始まりの合図 第二話
浪岡城にて……
上座には御所号の山崎政顕がおり、すぐ手前の横には代官の白取伊右衛門。下座では奉行衆や家来らが神妙にしている。白取は……荒い字の書かれた長い文書を持って憤慨していた。もちろん白取が直接仕えている殿である堤氏を殺してはいない。ただし状況からして白取の疑いが強く、横内(=堤氏)との関係が悪化。疑心暗鬼の至る所……。
堤氏は養子が四代目を継いだが、彼は白取氏をいったん原別へ戻せと主張しているという。もし白取氏が関わっていなくとも、警戒を怠ったのは浪岡の責任。その浪岡を束ねるのは白取なのだから、浪岡には替わりの者を派遣する……。

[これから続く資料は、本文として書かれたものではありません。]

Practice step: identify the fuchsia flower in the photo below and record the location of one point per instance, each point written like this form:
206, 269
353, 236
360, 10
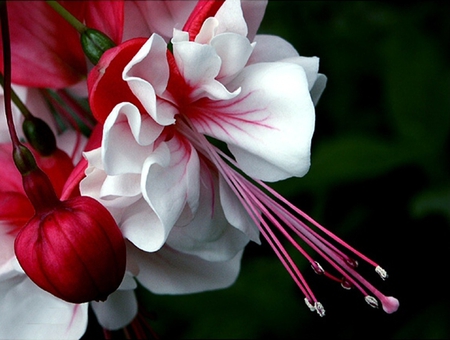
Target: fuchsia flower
46, 50
174, 192
196, 111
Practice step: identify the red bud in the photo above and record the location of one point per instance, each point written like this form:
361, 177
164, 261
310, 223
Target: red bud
75, 251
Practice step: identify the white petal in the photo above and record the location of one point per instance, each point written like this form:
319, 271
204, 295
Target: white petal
253, 14
235, 212
318, 87
126, 129
208, 31
170, 272
231, 18
142, 18
208, 235
269, 126
234, 51
147, 75
170, 180
142, 227
309, 64
117, 311
271, 48
199, 65
28, 312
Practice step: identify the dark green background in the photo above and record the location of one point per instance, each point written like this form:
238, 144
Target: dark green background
379, 178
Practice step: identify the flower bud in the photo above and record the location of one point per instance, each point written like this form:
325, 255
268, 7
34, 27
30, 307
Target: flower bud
94, 44
39, 135
74, 251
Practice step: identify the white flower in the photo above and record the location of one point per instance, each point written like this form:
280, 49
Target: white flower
157, 172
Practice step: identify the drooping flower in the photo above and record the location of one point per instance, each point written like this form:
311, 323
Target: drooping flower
41, 315
158, 163
46, 50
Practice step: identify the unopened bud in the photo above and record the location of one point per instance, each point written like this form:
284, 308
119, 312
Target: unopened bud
95, 43
75, 251
39, 135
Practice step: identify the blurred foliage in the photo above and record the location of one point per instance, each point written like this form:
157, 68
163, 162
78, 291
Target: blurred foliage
379, 178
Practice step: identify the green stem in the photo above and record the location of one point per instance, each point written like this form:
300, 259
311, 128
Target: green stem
16, 100
7, 70
79, 26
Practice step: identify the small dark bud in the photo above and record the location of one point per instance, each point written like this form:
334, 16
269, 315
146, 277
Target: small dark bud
24, 160
95, 43
39, 135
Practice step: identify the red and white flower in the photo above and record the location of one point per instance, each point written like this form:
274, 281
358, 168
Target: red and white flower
157, 172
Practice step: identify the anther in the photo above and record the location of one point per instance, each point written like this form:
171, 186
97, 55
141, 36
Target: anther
319, 309
351, 262
371, 301
380, 271
310, 305
317, 268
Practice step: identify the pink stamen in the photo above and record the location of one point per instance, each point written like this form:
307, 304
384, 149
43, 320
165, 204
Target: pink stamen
264, 205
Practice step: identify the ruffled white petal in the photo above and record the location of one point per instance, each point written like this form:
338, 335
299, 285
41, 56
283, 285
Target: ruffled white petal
234, 51
199, 65
270, 48
235, 213
124, 130
142, 18
170, 180
253, 14
28, 312
147, 75
141, 225
231, 18
208, 235
117, 311
170, 272
269, 126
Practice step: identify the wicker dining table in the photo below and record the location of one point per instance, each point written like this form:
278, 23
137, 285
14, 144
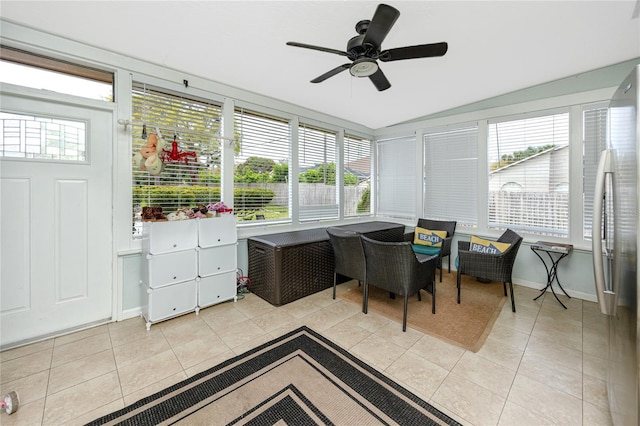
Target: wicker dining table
287, 266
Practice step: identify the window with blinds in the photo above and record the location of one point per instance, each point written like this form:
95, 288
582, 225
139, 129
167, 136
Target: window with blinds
450, 175
261, 176
529, 174
594, 137
357, 176
397, 178
317, 173
40, 72
186, 171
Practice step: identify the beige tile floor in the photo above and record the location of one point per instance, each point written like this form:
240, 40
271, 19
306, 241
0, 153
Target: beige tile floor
542, 365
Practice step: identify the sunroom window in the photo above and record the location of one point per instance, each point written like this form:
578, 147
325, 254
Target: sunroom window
184, 170
357, 176
26, 69
317, 173
534, 154
450, 175
261, 176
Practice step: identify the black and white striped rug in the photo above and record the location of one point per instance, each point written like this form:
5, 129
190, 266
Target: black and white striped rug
300, 378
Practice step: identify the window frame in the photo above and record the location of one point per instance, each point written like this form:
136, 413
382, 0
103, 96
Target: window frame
535, 232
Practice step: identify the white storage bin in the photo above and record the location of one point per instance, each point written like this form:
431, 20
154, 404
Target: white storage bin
215, 260
165, 237
169, 301
171, 268
217, 231
216, 289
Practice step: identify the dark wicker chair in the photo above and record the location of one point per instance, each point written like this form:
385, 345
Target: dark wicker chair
438, 225
490, 266
393, 266
349, 256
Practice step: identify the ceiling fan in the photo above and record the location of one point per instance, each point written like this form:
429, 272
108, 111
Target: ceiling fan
364, 49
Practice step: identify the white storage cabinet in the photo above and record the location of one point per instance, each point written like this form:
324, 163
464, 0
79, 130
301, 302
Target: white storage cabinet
217, 260
179, 275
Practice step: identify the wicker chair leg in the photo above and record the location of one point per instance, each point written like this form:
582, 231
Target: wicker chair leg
365, 298
404, 315
433, 299
513, 302
335, 280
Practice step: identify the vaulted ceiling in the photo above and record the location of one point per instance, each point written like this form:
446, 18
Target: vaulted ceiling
495, 47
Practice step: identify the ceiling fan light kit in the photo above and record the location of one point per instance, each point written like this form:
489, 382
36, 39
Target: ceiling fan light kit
363, 67
365, 49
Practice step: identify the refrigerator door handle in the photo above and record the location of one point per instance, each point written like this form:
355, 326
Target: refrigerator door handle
606, 297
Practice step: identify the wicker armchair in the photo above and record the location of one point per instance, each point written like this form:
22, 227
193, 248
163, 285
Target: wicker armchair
445, 250
348, 253
490, 266
393, 266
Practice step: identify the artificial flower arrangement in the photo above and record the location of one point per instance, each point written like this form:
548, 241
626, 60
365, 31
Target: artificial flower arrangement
155, 214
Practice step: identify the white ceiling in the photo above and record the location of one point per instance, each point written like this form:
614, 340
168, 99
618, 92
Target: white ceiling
495, 47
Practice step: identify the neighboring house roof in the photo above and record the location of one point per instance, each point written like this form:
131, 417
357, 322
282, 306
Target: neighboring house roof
541, 153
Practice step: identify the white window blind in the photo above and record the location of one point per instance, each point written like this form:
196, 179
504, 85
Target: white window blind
185, 179
594, 136
397, 178
317, 173
357, 176
261, 177
529, 174
450, 175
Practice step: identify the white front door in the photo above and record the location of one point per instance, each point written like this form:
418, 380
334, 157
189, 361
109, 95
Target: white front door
55, 216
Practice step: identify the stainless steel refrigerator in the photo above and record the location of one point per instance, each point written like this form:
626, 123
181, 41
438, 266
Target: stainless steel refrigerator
615, 249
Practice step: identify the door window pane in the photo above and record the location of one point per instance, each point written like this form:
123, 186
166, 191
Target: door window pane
43, 138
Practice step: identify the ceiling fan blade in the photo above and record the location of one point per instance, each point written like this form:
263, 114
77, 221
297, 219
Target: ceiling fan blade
379, 80
380, 25
412, 52
321, 49
331, 73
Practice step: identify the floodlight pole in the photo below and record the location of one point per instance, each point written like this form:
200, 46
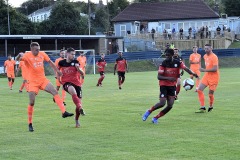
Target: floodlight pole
89, 20
8, 19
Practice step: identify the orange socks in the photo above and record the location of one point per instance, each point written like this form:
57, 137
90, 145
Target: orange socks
201, 98
63, 95
211, 99
59, 102
30, 114
22, 86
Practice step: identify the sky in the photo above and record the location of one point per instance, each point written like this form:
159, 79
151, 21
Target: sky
17, 3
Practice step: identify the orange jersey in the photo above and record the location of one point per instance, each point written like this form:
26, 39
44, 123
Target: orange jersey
9, 64
35, 65
57, 61
210, 61
24, 69
195, 57
82, 61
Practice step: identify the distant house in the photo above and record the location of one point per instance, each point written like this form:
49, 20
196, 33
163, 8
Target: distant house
143, 17
41, 14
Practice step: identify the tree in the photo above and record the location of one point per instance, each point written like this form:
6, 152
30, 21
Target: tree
232, 7
101, 21
64, 19
116, 6
19, 24
31, 6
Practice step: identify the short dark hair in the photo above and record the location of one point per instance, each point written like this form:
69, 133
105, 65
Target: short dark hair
170, 51
70, 49
34, 44
209, 45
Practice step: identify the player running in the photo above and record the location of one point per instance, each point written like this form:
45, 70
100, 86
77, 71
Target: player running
195, 64
71, 80
101, 64
210, 78
58, 84
179, 58
23, 68
82, 59
9, 67
121, 66
168, 74
34, 61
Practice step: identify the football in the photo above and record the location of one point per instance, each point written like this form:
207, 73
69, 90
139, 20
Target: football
188, 84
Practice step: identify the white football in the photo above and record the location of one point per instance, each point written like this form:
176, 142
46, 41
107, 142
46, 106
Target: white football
188, 84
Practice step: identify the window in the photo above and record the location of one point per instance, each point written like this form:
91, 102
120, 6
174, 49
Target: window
122, 30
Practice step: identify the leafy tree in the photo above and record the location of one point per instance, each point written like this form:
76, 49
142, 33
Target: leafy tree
101, 21
19, 24
232, 7
64, 19
116, 6
31, 6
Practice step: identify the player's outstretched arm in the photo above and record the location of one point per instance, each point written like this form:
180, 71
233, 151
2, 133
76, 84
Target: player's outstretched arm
191, 72
213, 69
115, 67
53, 66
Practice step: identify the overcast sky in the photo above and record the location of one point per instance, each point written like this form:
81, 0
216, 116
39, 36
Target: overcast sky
17, 3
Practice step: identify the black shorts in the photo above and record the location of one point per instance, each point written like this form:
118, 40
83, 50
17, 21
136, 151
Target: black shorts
166, 91
101, 73
77, 88
121, 74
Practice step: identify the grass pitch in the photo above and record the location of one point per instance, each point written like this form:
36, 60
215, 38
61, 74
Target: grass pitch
113, 129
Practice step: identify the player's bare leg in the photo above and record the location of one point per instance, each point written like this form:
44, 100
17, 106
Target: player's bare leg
77, 102
50, 89
201, 98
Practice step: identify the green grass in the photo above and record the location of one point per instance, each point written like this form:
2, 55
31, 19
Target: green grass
235, 45
113, 129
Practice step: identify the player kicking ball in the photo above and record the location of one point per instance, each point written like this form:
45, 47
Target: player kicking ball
168, 74
71, 81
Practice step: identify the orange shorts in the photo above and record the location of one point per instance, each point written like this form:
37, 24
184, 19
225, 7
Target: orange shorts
10, 75
35, 86
212, 83
58, 83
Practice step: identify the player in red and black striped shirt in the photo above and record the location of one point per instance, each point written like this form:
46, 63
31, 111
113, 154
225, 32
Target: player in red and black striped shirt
70, 79
121, 66
168, 74
101, 64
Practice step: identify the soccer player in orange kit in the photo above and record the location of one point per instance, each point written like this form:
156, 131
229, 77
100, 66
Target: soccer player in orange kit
195, 64
9, 67
34, 61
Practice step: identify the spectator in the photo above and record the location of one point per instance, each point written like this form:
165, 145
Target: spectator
194, 33
153, 32
190, 33
207, 33
181, 33
218, 30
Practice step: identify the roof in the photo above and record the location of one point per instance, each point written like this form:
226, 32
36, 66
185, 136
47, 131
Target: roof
190, 9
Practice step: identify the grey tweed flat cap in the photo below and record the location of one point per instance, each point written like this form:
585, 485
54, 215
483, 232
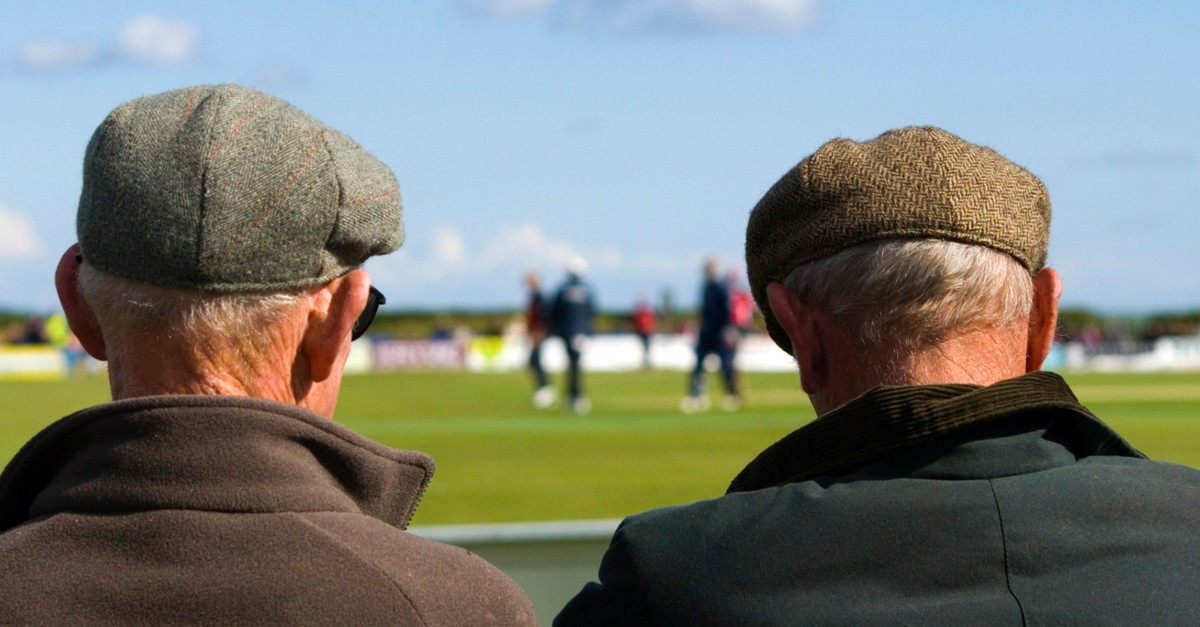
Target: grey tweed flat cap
912, 183
225, 189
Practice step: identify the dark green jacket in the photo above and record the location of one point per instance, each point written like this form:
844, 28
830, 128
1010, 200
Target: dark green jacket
227, 511
942, 505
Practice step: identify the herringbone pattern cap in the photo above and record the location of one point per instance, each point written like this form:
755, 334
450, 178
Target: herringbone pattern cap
910, 183
225, 189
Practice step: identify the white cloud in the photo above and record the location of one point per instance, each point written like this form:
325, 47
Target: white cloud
17, 239
151, 39
750, 15
143, 40
449, 248
739, 16
526, 245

いまさら替えられてしまっては堪ったものではない。肥沃な土地である浪岡から離れたくないのはもちろんのこと、疑いをかけられたまま終わらせたくはない。もしやこの場にいる誰かが関わってはいまいか……と、奉行の一人である久慈信勝を睨んでみる。
信勝は……一番疑いやすい立場ともいえる。為信の弟だし、あまり白取と気が合うことはない。しかもここ最近は飾り物の御所号との仲がよろしいようで、少しばかり気になるところ。
ただし己の後ろで黙ったままの御所号……このジジイが何かできるはずもないし。元は村長だったのを連れてきたのだから、実力があってそこにいるわけじゃない。心配は無用。
イライラして、何もかもムカついてくる。家来に八つ当たりをし、罵声を浴びせ、肘掛を投げる。当たれば障子は破れるし、襖にも裂け目が入る。まあまあと周りの者はなだめるも、収まることをしらず。いら立ったまま白取がその場を立ち去ると……家来衆は狼狽えつつも、これ以上ここにいる必要はないと各々帰っていく。
最後に残ったのは二人。上座にいる御所号と下座の久慈信勝……。他に誰もいなくなったのを確かめると、困惑しつつ……自然と互いに近づいていく。